Barcelona has long been a popular destination for travelers looking to enjoy the artistic and architectural culture of Spain. With its proximity to Montserrat and endless beaches, Barcelona has a landscape as inviting as its man-made attractions and is therefore one of northern Spain’s most frequently visited cities. However, with Spain’s Atlantic coast offering a different yet equally charming side of Spanish life, when it comes to choosing your next Spanish holiday, why not consider some of the country’s unsung highlights?


Not a Tolkien character, Bilbao is the 14th century capital of Biscay. Its annual Semana Grande (Big Week) Festival in August sees entertainers and musicians take to the streets, supported by firework displays and ticketed games and events. Keep an eye on the website for the 2014 programme (and you might need Google Translate to help!).

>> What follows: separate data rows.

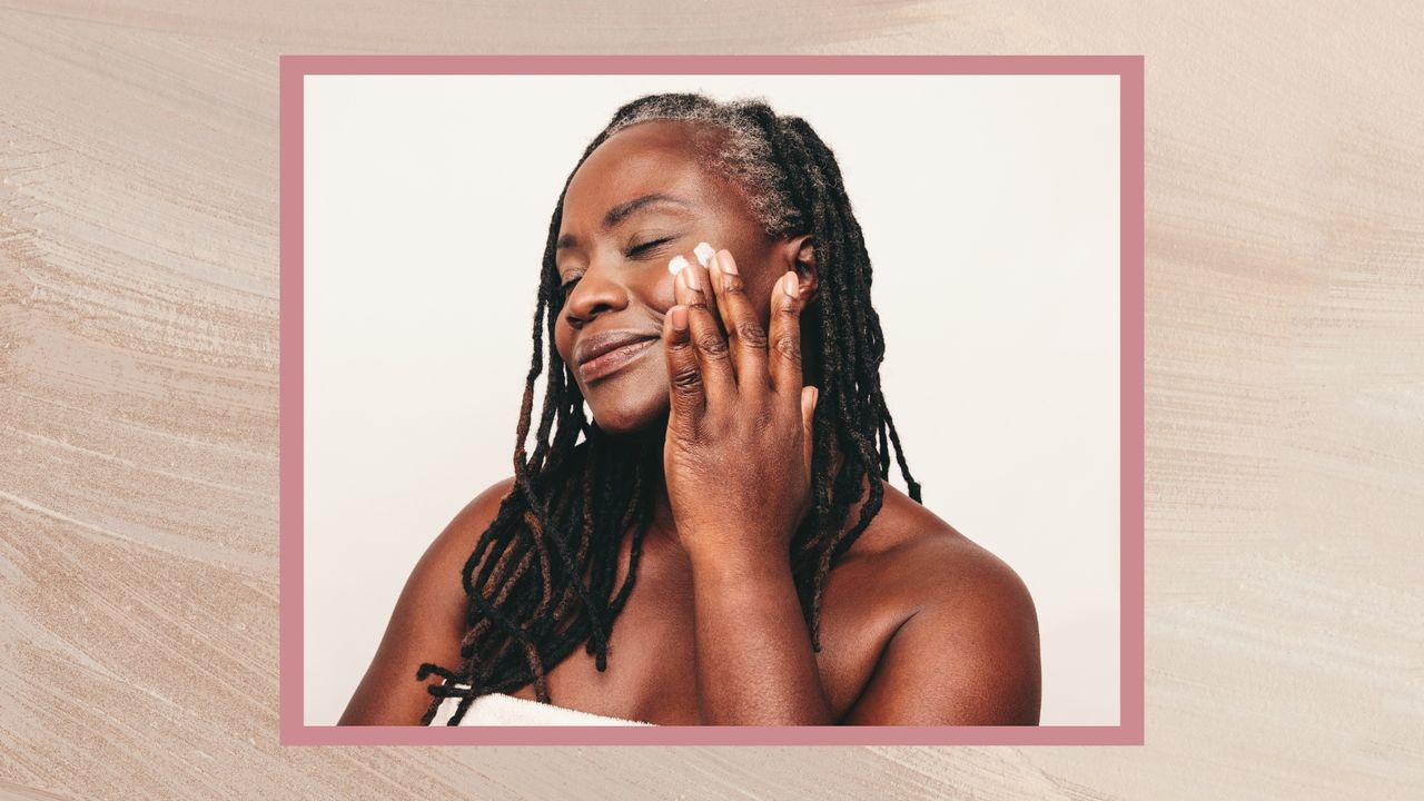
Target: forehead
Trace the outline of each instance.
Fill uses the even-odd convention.
[[[703,130],[699,130],[703,128]],[[609,207],[648,192],[715,201],[725,192],[699,167],[709,131],[682,121],[638,123],[608,137],[574,172],[564,215],[602,215]]]

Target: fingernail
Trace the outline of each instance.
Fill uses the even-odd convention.
[[[698,242],[698,247],[692,248],[693,255],[698,257],[698,264],[706,268],[712,268],[712,259],[716,258],[716,248],[706,242]]]

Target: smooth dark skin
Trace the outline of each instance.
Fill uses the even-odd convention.
[[[662,336],[611,375],[574,373],[600,428],[662,432],[665,462],[608,670],[575,650],[548,673],[553,703],[668,725],[1037,724],[1038,620],[1024,583],[889,483],[880,513],[830,572],[822,651],[812,651],[785,544],[810,497],[815,393],[802,391],[792,356],[799,312],[817,291],[813,252],[809,237],[760,232],[740,190],[703,174],[695,133],[671,121],[625,128],[565,195],[558,269],[577,284],[554,345],[575,365],[580,336]],[[648,194],[686,205],[648,204],[601,227],[611,208]],[[702,241],[719,248],[713,267],[732,264],[736,278],[698,265]],[[703,294],[668,272],[676,254]],[[790,269],[799,298],[782,288]],[[685,309],[685,332],[674,306]],[[511,483],[471,500],[416,564],[340,724],[419,723],[430,696],[416,670],[460,663],[460,570]],[[533,686],[513,694],[534,698]]]

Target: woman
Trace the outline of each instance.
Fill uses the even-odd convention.
[[[619,108],[550,225],[515,475],[431,543],[340,723],[468,724],[513,696],[654,724],[1037,724],[1032,600],[920,505],[870,278],[805,120]]]

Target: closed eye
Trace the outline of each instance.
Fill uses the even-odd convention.
[[[675,239],[675,238],[676,238],[676,237],[664,237],[664,238],[661,238],[661,239],[654,239],[654,241],[651,241],[651,242],[644,242],[644,244],[641,244],[641,245],[638,245],[638,247],[635,247],[635,248],[629,249],[627,255],[628,255],[629,258],[632,258],[634,255],[637,255],[637,254],[642,254],[642,252],[646,252],[646,251],[649,251],[649,249],[652,249],[652,248],[655,248],[655,247],[658,247],[658,245],[665,245],[665,244],[671,242],[671,241],[672,241],[672,239]]]
[[[668,242],[671,242],[674,239],[676,239],[676,237],[664,237],[661,239],[654,239],[651,242],[644,242],[641,245],[629,248],[628,252],[624,254],[624,255],[627,255],[628,258],[634,258],[637,255],[654,252],[654,248],[656,248],[658,245],[666,245]],[[581,278],[580,275],[575,275],[575,277],[570,278],[568,281],[565,281],[564,284],[561,284],[558,286],[558,291],[562,292],[564,295],[568,295],[570,292],[574,291],[574,285],[578,284],[580,278]]]

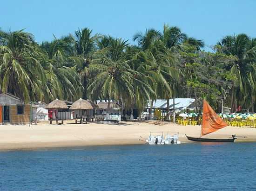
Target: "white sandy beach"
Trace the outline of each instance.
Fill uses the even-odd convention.
[[[123,122],[119,125],[94,123],[75,124],[65,121],[64,125],[0,126],[0,150],[33,149],[45,147],[96,145],[145,144],[140,137],[148,138],[150,132],[178,131],[182,142],[189,143],[185,136],[199,136],[200,126],[178,126],[164,122],[162,125],[150,122]],[[256,141],[256,128],[227,127],[207,135],[206,137],[228,138],[231,134],[239,138],[238,141]]]

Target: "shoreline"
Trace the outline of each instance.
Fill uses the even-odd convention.
[[[67,121],[66,121],[67,122]],[[179,132],[182,143],[195,143],[185,136],[199,136],[199,126],[178,126],[171,122],[154,124],[155,121],[124,122],[119,125],[76,124],[68,121],[64,125],[0,126],[0,152],[33,150],[65,147],[143,145],[140,137],[148,138],[150,132]],[[225,138],[236,134],[235,142],[256,142],[256,128],[227,127],[205,137]],[[242,137],[246,136],[246,138]],[[239,138],[239,137],[241,137]]]

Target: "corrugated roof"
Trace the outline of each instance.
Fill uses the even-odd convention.
[[[188,108],[192,103],[195,102],[195,100],[194,98],[175,98],[175,109],[184,109]],[[148,102],[148,105],[145,107],[145,108],[150,108],[151,105],[151,100]],[[170,109],[173,108],[173,99],[169,99]],[[153,108],[162,108],[166,109],[167,108],[167,101],[166,99],[157,99],[154,101],[153,104]]]
[[[107,109],[108,108],[108,102],[100,102],[97,103],[99,108]],[[116,102],[110,102],[109,108],[111,109],[121,108],[122,106]]]
[[[24,104],[24,102],[12,94],[7,93],[0,94],[0,105],[16,105]]]

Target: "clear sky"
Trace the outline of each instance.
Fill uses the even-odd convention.
[[[0,3],[0,27],[25,29],[37,41],[88,27],[94,33],[130,39],[138,31],[164,24],[214,45],[226,35],[256,37],[256,0],[13,0]],[[206,50],[208,49],[206,48]]]

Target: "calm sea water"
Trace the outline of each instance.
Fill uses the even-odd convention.
[[[0,152],[1,191],[255,191],[256,143]]]

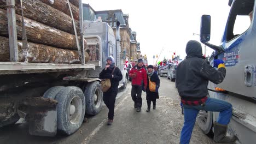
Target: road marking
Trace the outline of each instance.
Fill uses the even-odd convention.
[[[120,106],[124,103],[125,100],[128,98],[128,95],[130,94],[127,94],[126,96],[115,106],[115,111],[116,111]],[[82,144],[86,144],[89,143],[89,142],[91,141],[91,139],[95,135],[97,134],[97,133],[101,129],[101,128],[106,124],[107,122],[107,117],[104,119],[97,126],[97,127],[92,131],[92,132],[84,140],[84,142]]]

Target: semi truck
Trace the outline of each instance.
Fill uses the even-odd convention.
[[[226,73],[223,82],[209,82],[209,97],[228,101],[232,115],[228,132],[238,137],[237,143],[256,141],[256,3],[254,0],[230,0],[231,7],[221,43],[210,43],[211,16],[201,17],[201,41],[214,50],[210,58],[223,60]],[[239,25],[239,21],[242,25]],[[243,29],[242,29],[243,28]],[[218,112],[201,111],[197,122],[206,134],[213,133]]]
[[[32,135],[75,132],[101,110],[98,77],[109,56],[126,88],[120,37],[106,23],[84,22],[82,9],[81,0],[0,1],[0,128],[22,118]]]

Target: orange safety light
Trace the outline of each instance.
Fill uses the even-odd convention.
[[[215,91],[220,91],[220,92],[224,92],[224,91],[226,91],[226,90],[224,89],[222,89],[221,88],[219,88],[219,87],[215,87]]]

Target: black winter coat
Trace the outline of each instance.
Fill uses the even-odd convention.
[[[226,75],[224,68],[215,69],[202,57],[201,44],[187,44],[186,59],[178,65],[176,86],[182,98],[198,99],[208,94],[208,81],[216,84],[221,83]]]
[[[114,69],[114,68],[113,68]],[[100,79],[109,79],[111,82],[111,87],[106,92],[112,91],[117,92],[118,91],[118,85],[119,85],[119,81],[123,79],[123,75],[120,70],[119,68],[116,67],[113,75],[114,77],[112,78],[111,73],[112,70],[110,68],[108,68],[107,70],[103,69],[102,71],[100,73]]]
[[[147,80],[148,81],[148,86],[147,86],[146,93],[147,97],[146,99],[147,100],[152,100],[155,99],[159,98],[159,95],[158,92],[152,92],[149,91],[149,81],[148,80],[148,76],[147,76]],[[155,71],[154,74],[150,76],[150,81],[152,82],[155,82],[156,86],[158,86],[158,88],[160,87],[160,79],[158,77],[158,74]]]

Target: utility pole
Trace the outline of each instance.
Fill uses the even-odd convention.
[[[155,55],[153,55],[153,59],[154,59],[154,62],[153,62],[153,64],[154,65],[155,65]]]

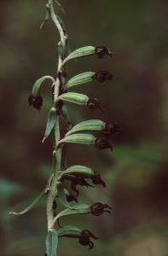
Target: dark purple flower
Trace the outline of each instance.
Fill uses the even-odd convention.
[[[96,185],[101,184],[103,187],[106,187],[106,183],[101,179],[101,174],[98,172],[95,172],[95,175],[91,177],[92,183]]]
[[[112,149],[112,145],[109,143],[107,136],[101,136],[97,137],[95,141],[95,144],[98,149],[105,149],[105,148]]]
[[[118,123],[109,122],[109,123],[106,123],[105,127],[103,129],[103,133],[107,135],[110,135],[120,131],[121,130]]]
[[[39,96],[31,95],[28,98],[28,102],[29,102],[29,106],[32,105],[34,108],[40,110],[43,105],[43,97],[40,95]]]
[[[112,208],[108,205],[102,204],[100,202],[96,202],[90,207],[91,213],[96,216],[101,215],[103,212],[111,213],[110,210],[107,210],[107,209],[111,210]]]
[[[77,190],[76,188],[77,185],[93,187],[89,183],[87,183],[84,177],[76,177],[74,179],[72,180],[71,183],[71,189],[77,193],[76,197],[78,195],[78,190]]]
[[[88,102],[87,102],[87,107],[89,109],[96,109],[96,108],[100,108],[101,109],[101,102],[96,99],[96,98],[90,98]]]
[[[99,83],[104,83],[107,80],[112,80],[113,77],[113,76],[110,72],[106,70],[100,70],[95,73],[93,79],[95,79]]]
[[[93,238],[95,240],[98,239],[98,237],[95,236],[90,231],[85,230],[83,230],[81,235],[78,237],[78,242],[82,246],[89,246],[89,250],[92,249],[94,247],[93,241],[90,241],[90,238]]]
[[[74,195],[72,194],[67,195],[67,200],[68,202],[75,201],[78,202],[77,195]]]
[[[112,56],[110,50],[106,46],[102,45],[96,47],[95,53],[100,59],[103,58],[107,55]]]

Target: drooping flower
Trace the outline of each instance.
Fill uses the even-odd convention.
[[[96,47],[95,53],[100,59],[102,59],[105,55],[112,57],[111,51],[106,46],[100,45]]]
[[[78,242],[82,246],[89,246],[89,250],[90,250],[94,247],[94,243],[91,241],[90,238],[95,240],[98,239],[98,237],[95,236],[95,235],[93,235],[93,233],[91,233],[90,230],[83,230],[78,237]]]
[[[89,109],[91,109],[91,110],[96,109],[96,108],[100,108],[101,110],[102,110],[101,107],[101,102],[96,98],[90,98],[87,102],[87,107]]]
[[[98,149],[112,149],[112,145],[109,143],[107,137],[104,135],[101,135],[101,137],[97,137],[95,141],[95,144]]]
[[[40,110],[43,105],[43,97],[40,95],[39,96],[31,95],[28,98],[28,102],[29,102],[29,106],[32,105],[34,108]]]
[[[107,204],[102,204],[101,202],[96,202],[90,207],[90,211],[93,215],[100,216],[103,212],[111,213],[110,210],[112,209]]]
[[[106,70],[100,70],[94,74],[93,79],[95,79],[99,83],[104,83],[107,80],[112,80],[113,77],[113,76],[110,72]]]

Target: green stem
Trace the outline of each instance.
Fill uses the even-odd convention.
[[[65,32],[63,31],[57,16],[55,14],[54,10],[54,5],[53,5],[53,0],[49,0],[49,9],[50,12],[50,16],[52,20],[54,21],[55,25],[56,26],[60,37],[61,37],[61,44],[62,47],[62,53],[65,54],[66,51],[66,40],[67,36],[65,36]],[[61,69],[61,67],[62,65],[63,57],[59,52],[59,60],[58,60],[58,69],[57,73]],[[59,77],[57,76],[56,81],[54,83],[54,102],[57,101],[60,87],[61,87],[61,80]],[[60,140],[60,120],[59,116],[57,117],[57,121],[55,125],[55,146],[58,143],[58,141]],[[57,176],[58,172],[61,171],[61,148],[59,148],[56,151],[54,151],[54,157],[55,157],[55,173],[53,176],[50,189],[48,193],[48,201],[47,201],[47,219],[48,219],[48,230],[49,230],[53,227],[53,221],[54,221],[54,211],[53,211],[53,202],[55,200],[55,197],[57,193]]]

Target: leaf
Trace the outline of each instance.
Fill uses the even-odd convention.
[[[61,114],[67,123],[71,123],[69,114],[67,112],[67,108],[65,105],[63,105],[61,108]]]
[[[70,174],[70,175],[78,175],[84,177],[91,177],[95,174],[95,172],[86,166],[72,166],[67,168],[66,171],[61,172],[62,175],[64,174]]]
[[[76,228],[74,226],[67,226],[58,230],[58,236],[61,237],[68,235],[73,235],[77,236],[78,237],[78,236],[80,236],[81,232],[82,231],[78,228]]]
[[[101,120],[90,119],[76,125],[70,131],[67,132],[66,136],[78,131],[101,131],[104,127],[105,127],[105,123],[102,122]]]
[[[80,144],[94,144],[96,137],[90,134],[72,134],[65,137],[63,139],[58,142],[58,145],[61,143],[80,143]]]
[[[77,59],[95,54],[96,48],[93,46],[84,46],[72,51],[63,61],[62,66],[69,60]]]
[[[43,191],[26,209],[24,209],[21,212],[10,212],[9,214],[14,214],[14,215],[22,215],[29,212],[37,203],[38,201],[46,194],[46,191]]]
[[[55,230],[49,230],[46,238],[47,256],[56,256],[58,234]]]
[[[42,78],[38,79],[38,80],[36,80],[36,82],[35,82],[35,84],[32,87],[32,95],[34,96],[40,95],[42,84],[46,79],[50,79],[53,83],[55,83],[55,79],[53,77],[50,77],[50,76],[44,76],[44,77],[42,77]]]
[[[72,102],[78,105],[86,105],[89,101],[89,97],[86,95],[81,93],[67,92],[61,94],[58,97],[58,100],[63,100],[65,102]]]
[[[64,189],[61,185],[58,185],[57,189],[58,199],[60,200],[61,203],[67,208],[72,208],[67,200],[67,190]]]
[[[55,220],[61,217],[73,215],[73,214],[88,214],[90,212],[90,206],[89,205],[78,205],[74,206],[73,209],[65,209],[61,212],[56,217]]]
[[[75,86],[81,84],[85,84],[93,80],[93,76],[95,75],[95,72],[84,72],[79,73],[73,78],[72,78],[65,85],[66,89],[68,89],[72,86]]]
[[[56,109],[55,108],[52,108],[49,110],[48,114],[47,125],[46,125],[45,133],[42,143],[44,143],[45,139],[49,136],[56,122],[56,118],[57,118]]]

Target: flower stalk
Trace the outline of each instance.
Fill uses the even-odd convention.
[[[112,149],[112,145],[109,142],[110,136],[120,131],[118,124],[113,121],[104,122],[100,119],[90,119],[75,125],[72,125],[71,123],[68,110],[65,104],[67,102],[76,105],[83,105],[88,108],[88,111],[94,111],[97,108],[102,110],[102,108],[101,102],[96,97],[90,98],[87,95],[69,92],[69,88],[75,88],[76,85],[87,84],[93,80],[99,84],[104,84],[113,79],[113,74],[104,69],[98,72],[88,71],[77,74],[70,79],[69,81],[67,81],[67,63],[72,60],[93,55],[96,55],[98,59],[102,59],[106,55],[111,57],[112,53],[107,47],[102,45],[96,47],[84,46],[70,53],[66,28],[61,19],[55,12],[54,3],[56,3],[63,10],[58,1],[48,0],[46,18],[40,28],[43,26],[46,20],[51,19],[59,32],[61,40],[58,43],[56,75],[55,78],[47,75],[38,79],[35,82],[32,95],[28,98],[29,105],[40,110],[43,102],[41,96],[42,84],[45,79],[50,79],[52,82],[53,105],[49,111],[47,125],[42,142],[44,143],[48,137],[52,135],[54,170],[43,192],[26,210],[20,212],[12,212],[17,215],[24,214],[42,196],[47,196],[48,235],[46,238],[46,256],[56,256],[58,239],[60,237],[77,238],[82,246],[89,246],[89,249],[94,247],[94,243],[90,238],[97,239],[88,230],[81,231],[78,228],[73,226],[61,227],[59,223],[60,218],[74,214],[90,213],[98,217],[103,212],[110,213],[112,209],[107,203],[102,202],[95,202],[90,206],[78,203],[78,187],[84,186],[87,188],[90,186],[93,188],[95,185],[101,185],[105,188],[106,183],[103,181],[101,173],[90,167],[84,166],[67,166],[67,147],[68,143],[94,145],[97,149]],[[67,130],[61,138],[60,131],[61,116],[63,118]],[[98,136],[90,134],[90,132],[97,131],[99,132]],[[88,179],[90,179],[89,182]],[[64,187],[65,180],[70,182],[68,190]],[[61,212],[57,212],[58,201],[65,207]],[[55,229],[56,224],[60,227],[58,230]]]

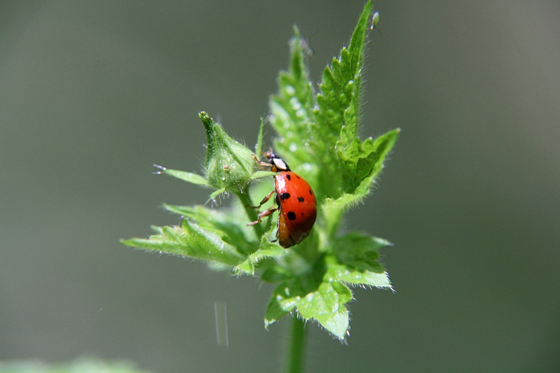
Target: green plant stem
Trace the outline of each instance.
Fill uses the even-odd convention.
[[[306,353],[306,330],[303,321],[294,316],[292,321],[289,345],[287,348],[287,373],[301,373],[303,370]]]

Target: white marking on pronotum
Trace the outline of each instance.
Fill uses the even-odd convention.
[[[284,161],[280,158],[274,158],[272,160],[272,162],[274,163],[274,165],[276,166],[276,168],[280,170],[285,170],[287,169],[288,167],[286,166],[286,164],[284,163]]]

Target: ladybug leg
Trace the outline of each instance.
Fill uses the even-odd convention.
[[[268,202],[268,199],[271,199],[271,197],[272,197],[272,195],[273,195],[275,192],[276,192],[276,190],[273,190],[272,192],[271,192],[270,193],[266,195],[266,196],[264,198],[263,198],[263,200],[261,201],[261,203],[259,204],[259,206],[251,206],[250,207],[251,207],[252,209],[260,209],[262,205],[264,205],[264,204],[266,204],[266,202]]]
[[[271,193],[271,194],[272,193]],[[263,212],[259,214],[259,218],[257,219],[257,220],[252,221],[251,223],[247,224],[247,225],[254,225],[255,224],[259,224],[261,221],[261,218],[264,218],[265,216],[268,216],[270,214],[277,211],[278,209],[278,207],[275,207],[274,209],[268,209],[268,210],[264,211]]]

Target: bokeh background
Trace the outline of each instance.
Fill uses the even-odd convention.
[[[201,170],[198,111],[252,146],[292,25],[318,83],[363,6],[0,3],[0,360],[280,371],[270,286],[118,239],[206,201],[151,174]],[[559,371],[560,3],[374,6],[362,134],[402,132],[346,223],[395,243],[397,293],[355,290],[348,345],[309,324],[308,370]]]

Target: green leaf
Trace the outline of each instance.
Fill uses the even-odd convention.
[[[261,245],[259,249],[252,253],[242,263],[238,265],[234,268],[234,272],[238,274],[245,273],[254,276],[254,269],[259,262],[264,259],[278,258],[286,254],[286,249],[281,247],[278,244],[273,244],[268,241],[268,237],[276,230],[275,225],[271,225],[268,232],[264,234],[261,239]]]
[[[352,300],[352,292],[341,281],[330,279],[306,292],[304,278],[294,278],[276,288],[265,314],[265,326],[295,309],[304,319],[317,321],[336,338],[343,339],[348,329],[345,304]]]
[[[388,245],[392,244],[383,239],[353,232],[336,239],[332,243],[332,252],[338,262],[350,269],[385,273],[383,267],[377,262],[379,258],[377,251]]]
[[[233,210],[220,211],[214,209],[207,209],[202,206],[194,207],[163,204],[163,207],[171,212],[178,213],[209,231],[216,232],[222,241],[234,246],[241,254],[248,255],[258,248],[258,243],[247,239],[251,230],[239,225],[242,212]]]
[[[163,166],[160,166],[158,164],[154,164],[153,166],[158,167],[161,170],[158,171],[157,172],[158,174],[165,174],[170,176],[180,178],[181,180],[186,181],[187,183],[197,184],[199,185],[209,186],[208,181],[203,176],[197,175],[196,174],[193,174],[192,172],[187,172],[186,171],[179,171],[178,169],[170,169],[167,167],[164,167]]]
[[[216,189],[238,192],[258,167],[252,152],[231,139],[204,111],[198,116],[206,129],[206,180]]]
[[[288,164],[301,164],[313,161],[310,147],[310,126],[315,121],[313,90],[306,66],[306,44],[299,30],[294,27],[290,40],[291,60],[287,71],[280,71],[278,78],[278,93],[271,97],[271,124],[280,138],[275,141],[275,151]]]

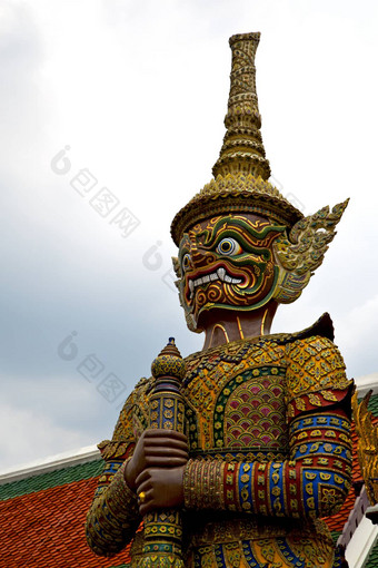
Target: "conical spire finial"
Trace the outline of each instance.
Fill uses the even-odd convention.
[[[230,38],[232,62],[228,111],[225,117],[227,133],[212,168],[215,178],[219,174],[226,176],[239,173],[261,176],[265,180],[270,176],[256,92],[255,56],[259,40],[259,32],[238,33]]]

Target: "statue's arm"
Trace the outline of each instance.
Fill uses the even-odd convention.
[[[349,425],[340,409],[299,417],[291,424],[290,459],[282,462],[190,460],[185,505],[277,517],[332,515],[350,487]]]
[[[140,525],[137,494],[125,480],[123,470],[135,449],[132,434],[132,394],[126,402],[111,441],[99,444],[105,459],[92,505],[87,515],[89,547],[100,556],[112,556],[135,537]]]
[[[190,460],[183,473],[188,509],[299,518],[332,515],[341,507],[351,474],[351,386],[344,363],[342,369],[335,366],[336,347],[327,347],[318,361],[328,373],[324,383],[317,376],[312,389],[295,392],[292,388],[288,394],[288,399],[294,395],[288,401],[289,459],[266,463]],[[296,365],[289,365],[291,386],[297,384],[290,376],[292,369]],[[325,388],[319,390],[319,384]]]

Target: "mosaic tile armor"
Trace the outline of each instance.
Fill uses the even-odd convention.
[[[320,518],[350,487],[351,381],[330,339],[315,326],[232,342],[186,364],[185,566],[339,566]],[[121,471],[147,428],[150,391],[141,380],[112,441],[100,444],[107,466],[88,516],[98,554],[122,549],[141,520]],[[131,566],[141,546],[142,531]]]
[[[165,483],[151,490],[140,482],[153,478],[153,466],[139,457],[155,427],[151,379],[138,383],[112,440],[99,445],[106,467],[87,539],[109,556],[132,540],[132,568],[341,568],[321,518],[341,507],[350,487],[352,383],[328,314],[297,334],[269,330],[277,306],[295,302],[321,265],[348,200],[305,217],[269,182],[256,92],[259,37],[230,38],[227,131],[213,179],[171,225],[186,321],[206,335],[178,386],[190,459],[185,450],[180,467],[155,464]],[[159,409],[167,424],[172,410]],[[173,422],[173,438],[185,439]],[[159,452],[169,463],[172,445],[166,441]],[[176,507],[180,522],[165,505]],[[176,558],[150,533],[145,541],[140,510],[146,535],[179,528]]]

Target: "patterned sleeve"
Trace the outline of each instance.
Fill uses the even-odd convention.
[[[99,444],[105,468],[87,515],[86,536],[89,547],[100,556],[122,550],[141,521],[137,496],[126,483],[123,470],[132,456],[136,437],[145,427],[142,390],[137,388],[127,400],[112,440]]]
[[[336,346],[324,337],[287,346],[289,458],[239,462],[190,460],[188,509],[316,518],[339,510],[350,487],[352,382]]]

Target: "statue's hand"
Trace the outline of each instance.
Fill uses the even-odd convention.
[[[188,442],[185,434],[175,430],[145,430],[125,469],[125,480],[135,491],[137,478],[147,468],[179,468],[187,463],[188,458]]]
[[[171,509],[183,505],[183,470],[179,468],[147,468],[137,478],[137,492],[145,493],[139,512],[145,516],[155,509]]]

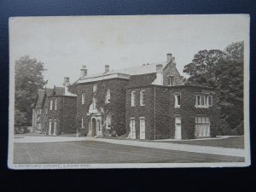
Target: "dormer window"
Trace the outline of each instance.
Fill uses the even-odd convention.
[[[108,89],[108,90],[107,90],[105,103],[110,103],[110,90],[109,89]]]
[[[57,99],[55,100],[55,110],[57,110]]]
[[[212,96],[195,96],[195,107],[196,108],[207,108],[212,107]]]
[[[173,84],[174,84],[174,76],[169,75],[167,77],[167,80],[168,80],[168,85],[169,86],[173,86]]]

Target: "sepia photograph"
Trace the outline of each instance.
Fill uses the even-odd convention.
[[[11,17],[11,169],[248,166],[248,15]]]

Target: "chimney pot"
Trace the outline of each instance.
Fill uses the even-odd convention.
[[[167,55],[167,63],[169,63],[171,61],[172,61],[172,54],[168,53]]]
[[[161,73],[163,68],[163,64],[157,64],[156,65],[156,73]]]
[[[87,68],[86,66],[82,66],[80,69],[80,78],[84,78],[87,75]]]
[[[109,65],[105,65],[105,73],[109,72]]]
[[[65,77],[64,78],[64,84],[63,84],[63,86],[64,87],[67,87],[67,86],[69,86],[69,77]]]

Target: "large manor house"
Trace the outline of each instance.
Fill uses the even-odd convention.
[[[82,66],[73,84],[39,89],[34,131],[49,136],[193,139],[215,137],[218,115],[210,87],[186,85],[175,58],[154,64],[90,74]]]

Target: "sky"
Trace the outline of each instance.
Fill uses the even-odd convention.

If you’re visiting at any other time of year, there is still plenty to see and do. Visit Frank Gehry’s iconic Guggenheim Museum, relax in Dona Casilda Park or stroll through the city centre to admire the architecture of Legorreta and Moneo. You can revitalize your spirit in one of Bilbao’s many churches and cathedrals, which include the magnificent Basilica of Begona and the Gothic St James’ Cathedral, constructed in 1379.


Leave all your thoughts of banks at the door! Coastal Santander is an excellent base for travelers hoping to traverse the almighty Picos de Europa limestone mountain range. Explore some of the world’s deepest caves and meet the shepherds behind the infamous Cabrales cheese.

If you fail to see brown bears or wolves in mountains, you can always visit Santander’s Parque de la Naturaleza de Cabarceno for some animal interaction. Santander boasts a number of inviting beaches, including Langre, El Puntal and Primera de El Sardinero and there are breathtaking views to be seen at Magdalena Peninsula and Parque de Cabo Mayor, such as its old lighthouse (now an art gallery). You can find some pretty cheap ferry crossings to Santander from the UK using Ferrysavers.

San Sebastian

If it’s good enough for the Spanish Royal family, it’s probably good enough for you. Like Bilbao, the city is host to the Big Week Festival, although with its glamorous harbor, combination of modern and traditional architecture and its engaging museums, there’s enough here to keep you entertained any week of the year.

Being a favorite location of the elite, this can be one of the more expensive possibilities on this list. However, with award-winning beaches and cuisine it’s definitely worth visiting. Save money on your visit by choosing great package deals and using flight comparison websites such as Momondo to get the best value.

It’s also a fantastic base from which to explore the whole of Basque County and guests are urged to consider taking day trips to nearby Pamplona (home of the running of the bulls) or medieval Olite (to take in the remarkable Royal Palace) in Navarre.


It’s very easy to think automatically of Chile, but this Galician jewel (full name Santiago de Compostela) is a UNESCO World Heritage Site known for its religious connection.

Home to Spain’s most prominent pilgrimage destination, the Roman Catholic cathedral near which Saint James is purportedly buried, Santiago is a beautiful, historical city with outstanding Romanesque architecture and numerous places for quiet contemplation.

Santiago is also ideally located for day trips to sample empanadas in charismatic La Coruña (the beach-side origin of fashion-house giant Zara), to admire the beautiful panoramas in Pontevedra’s Molinos Do Folon or even to relax in the calming geothermal springs of Ourense.